Stesse conclusioni da parte di Elodie, barista del bar cooperativa del posto, il Court Circuit:

    "P., il nonno della famiglia, viene a trovarci, ordina il suo caffè e cerca di parlare con noi. Ma se non ci capiamo molto. è difficile avere uno scambio."

Il bar cooperativo situato al centro di questo isolato, ha anche dovuto imparare a far coabitare la sua clientela con i Rom regolarmente presenti in piazza, dove si trova la sua terrazza.

    "C'è una forte precarietà e molta inattività. E' dura la vita, soprattutto per i più giovani che si annoiano. Vengono a giocare in piazza, senza prestare attenzione ai clienti. Così non è facile convivere."

Corinne Iehl abita nel quartiere e fa parte dell'associazione Cré'Avenir che partecipa al tavolo degli abitanti, Sfuma ulteriormente il quadro:

    "Dire che i Rom sono integrati, è un po' eccessivo, anche se si è familiarizzato con molte famiglie. E' complicata. Sono alla sbando, sopravvivono alla giornata. Spesso ci sono tensioni tra le differentii famiglie. Sono tollerati, accettati.

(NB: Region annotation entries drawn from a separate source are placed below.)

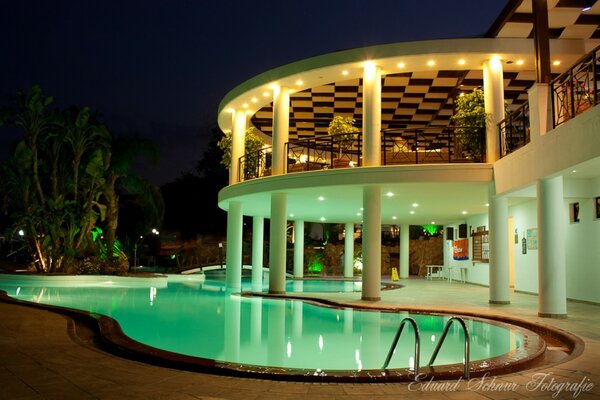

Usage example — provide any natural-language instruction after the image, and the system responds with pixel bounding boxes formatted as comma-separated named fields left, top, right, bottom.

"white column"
left=229, top=110, right=246, bottom=185
left=400, top=224, right=410, bottom=279
left=527, top=83, right=552, bottom=142
left=362, top=61, right=381, bottom=167
left=252, top=217, right=265, bottom=292
left=362, top=185, right=381, bottom=301
left=488, top=183, right=510, bottom=304
left=225, top=201, right=244, bottom=290
left=344, top=222, right=354, bottom=278
left=294, top=220, right=304, bottom=278
left=269, top=193, right=287, bottom=293
left=271, top=86, right=290, bottom=175
left=537, top=177, right=567, bottom=318
left=483, top=57, right=504, bottom=163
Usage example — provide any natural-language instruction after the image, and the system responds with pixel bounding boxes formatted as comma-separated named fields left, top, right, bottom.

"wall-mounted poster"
left=527, top=228, right=537, bottom=250
left=454, top=239, right=469, bottom=260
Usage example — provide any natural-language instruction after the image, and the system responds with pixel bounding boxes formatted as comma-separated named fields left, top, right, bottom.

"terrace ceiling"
left=251, top=70, right=535, bottom=140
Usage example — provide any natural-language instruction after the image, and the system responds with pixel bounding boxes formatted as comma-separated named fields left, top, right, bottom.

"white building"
left=218, top=0, right=600, bottom=317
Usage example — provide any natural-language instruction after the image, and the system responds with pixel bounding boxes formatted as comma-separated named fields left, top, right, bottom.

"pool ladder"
left=381, top=317, right=471, bottom=381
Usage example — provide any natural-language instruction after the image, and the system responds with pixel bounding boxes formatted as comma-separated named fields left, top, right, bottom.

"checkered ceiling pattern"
left=251, top=70, right=535, bottom=140
left=488, top=0, right=600, bottom=39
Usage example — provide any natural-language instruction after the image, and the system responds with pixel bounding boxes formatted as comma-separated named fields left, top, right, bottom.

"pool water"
left=0, top=277, right=523, bottom=371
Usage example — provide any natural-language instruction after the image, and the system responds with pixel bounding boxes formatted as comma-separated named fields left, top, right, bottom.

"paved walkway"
left=0, top=279, right=600, bottom=400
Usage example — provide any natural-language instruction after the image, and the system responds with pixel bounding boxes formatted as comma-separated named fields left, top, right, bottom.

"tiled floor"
left=0, top=279, right=600, bottom=400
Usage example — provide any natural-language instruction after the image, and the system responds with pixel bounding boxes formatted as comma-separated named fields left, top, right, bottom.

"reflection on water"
left=0, top=281, right=523, bottom=370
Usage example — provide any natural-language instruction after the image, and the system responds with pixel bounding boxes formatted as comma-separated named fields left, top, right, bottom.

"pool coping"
left=0, top=282, right=584, bottom=383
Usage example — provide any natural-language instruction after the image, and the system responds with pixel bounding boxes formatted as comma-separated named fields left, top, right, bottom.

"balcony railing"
left=498, top=102, right=529, bottom=157
left=551, top=47, right=600, bottom=128
left=238, top=146, right=272, bottom=182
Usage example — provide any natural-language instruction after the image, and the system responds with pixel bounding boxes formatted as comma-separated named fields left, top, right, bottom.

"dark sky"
left=0, top=0, right=507, bottom=184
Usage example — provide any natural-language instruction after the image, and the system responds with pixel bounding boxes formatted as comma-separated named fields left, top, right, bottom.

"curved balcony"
left=238, top=126, right=485, bottom=182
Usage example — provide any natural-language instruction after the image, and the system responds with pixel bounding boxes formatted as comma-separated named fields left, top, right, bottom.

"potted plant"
left=218, top=127, right=270, bottom=179
left=327, top=115, right=360, bottom=168
left=451, top=89, right=489, bottom=161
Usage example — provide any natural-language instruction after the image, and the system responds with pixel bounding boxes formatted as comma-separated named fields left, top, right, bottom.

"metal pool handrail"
left=427, top=317, right=471, bottom=379
left=381, top=317, right=421, bottom=380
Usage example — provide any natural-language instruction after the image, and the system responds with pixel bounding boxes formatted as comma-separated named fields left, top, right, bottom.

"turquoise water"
left=0, top=277, right=523, bottom=370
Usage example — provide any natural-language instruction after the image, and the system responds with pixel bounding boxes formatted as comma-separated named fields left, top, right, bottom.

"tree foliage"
left=0, top=86, right=162, bottom=272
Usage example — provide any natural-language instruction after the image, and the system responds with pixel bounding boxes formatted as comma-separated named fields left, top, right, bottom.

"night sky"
left=0, top=0, right=507, bottom=184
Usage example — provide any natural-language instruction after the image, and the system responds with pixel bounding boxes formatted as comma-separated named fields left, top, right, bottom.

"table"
left=425, top=265, right=444, bottom=279
left=448, top=265, right=468, bottom=283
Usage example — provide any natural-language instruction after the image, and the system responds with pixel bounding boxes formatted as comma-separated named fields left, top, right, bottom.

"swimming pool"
left=0, top=276, right=539, bottom=382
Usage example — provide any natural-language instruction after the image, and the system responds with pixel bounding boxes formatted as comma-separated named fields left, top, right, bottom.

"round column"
left=271, top=86, right=290, bottom=175
left=225, top=201, right=244, bottom=290
left=362, top=61, right=381, bottom=167
left=269, top=193, right=287, bottom=294
left=229, top=110, right=246, bottom=185
left=537, top=177, right=567, bottom=318
left=294, top=220, right=304, bottom=278
left=488, top=188, right=510, bottom=304
left=344, top=222, right=354, bottom=278
left=362, top=185, right=381, bottom=301
left=252, top=217, right=265, bottom=292
left=483, top=57, right=504, bottom=163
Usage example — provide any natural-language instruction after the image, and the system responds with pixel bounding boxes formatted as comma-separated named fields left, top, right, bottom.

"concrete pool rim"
left=0, top=276, right=584, bottom=383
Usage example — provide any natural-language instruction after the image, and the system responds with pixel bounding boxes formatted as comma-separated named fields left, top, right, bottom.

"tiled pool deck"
left=0, top=279, right=600, bottom=400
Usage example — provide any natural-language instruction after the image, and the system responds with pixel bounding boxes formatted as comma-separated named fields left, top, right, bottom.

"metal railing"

Di converso, ci sono forme di carità."

Lo spazio al centro dell''îlot Mazagran accoglie numerose feste e il gazebo del bar cooperativo. Crédit : Leïla Piazza

Lotta contro "l'imborghesimento"

In questa parte del quartiere è forte la paura della perdita delle sue specifiche sociali. A primavera 2011, il comune di Lione ha riproposto un progetto di rinnovamento urbano del quartiere. Tenuto conto della sua alta densità associativa, gli eletti hanno immediatamente contattato i residenti. Sin dall'inizio, molti abitanti ed associazioni si sono attivamente coinvolti nella concertazione, particolarmente in seno al collettivo Mobilizagran. Soprattutto con una rivendicazione: la resistenza alla gentrificazione, cioè l'imborghesimento della zona:

    "Sin dall'inizio della concertazione, gli abitanti e le associazioni hanno detto di voler mantenere la mixité sociale. C'è paura della gentrificazione, che sta già prendendo piede," analizza Corinne Iehl di Cré'Avenir.

Perciò la partenza dei Rom dal quartiere significherebbe, secondo diversi abitanti, l'inizio della scomparsa della mixité sociale. Un argomento subito me3sso in avanti nella petizione degli abitanti agli eletti di Lione:

    "Noi, abitanti ed associazioni riuniti dell'îlot Mazagran (Lyon 7e), siamo stati messi a conoscenza della situazione a riguardo il rialloggio delle famiglie rom del quartiere. [...] Non vogliamo assolutamente vedere il quartiere gentrifichizzato con, conseguentemente, l'impennata dei prezzi degli immobili e l'esclusione delle  persone in situazione di estrema precarietà. Non possiamo accettare che il rinnovamento del quartiere avvenga al prezzo della rimozione di famiglie già in situazione di esclusione sociale."

I firmatari chiedono quindi che "le famiglie siano rialloggiate nel quartiere, come (secondo la petizione) aveva promesso Grande-Lione." Contattata, la Grande-Lione replica che la questione (degli sgomberi di alloggi occupati) è di competenza della prefettura.

La questione della risistemazione si pone anche per una famiglia rom rialloggiata da Habitat et Humanisme in un immobile destinato alla distruzione (nel quadro del rinnovamento urbano) e a cui l'associazione ha promesso il trasferimento. Ma per ora alla coppia di nonni è stato proposto solo uno studio a Villeurbanne.

    "Preferirei restare qui, suggerisce in francese incerto Léontina, la decana della famiglia P. Sono in quartiere da 8 anni. Uno dei miei nipoti va alla scuola Gilbert Dru. E con la gente va bene. C'è chi viene a bere il caffè. E poi ci portano vestiti, mobili o da mangiare."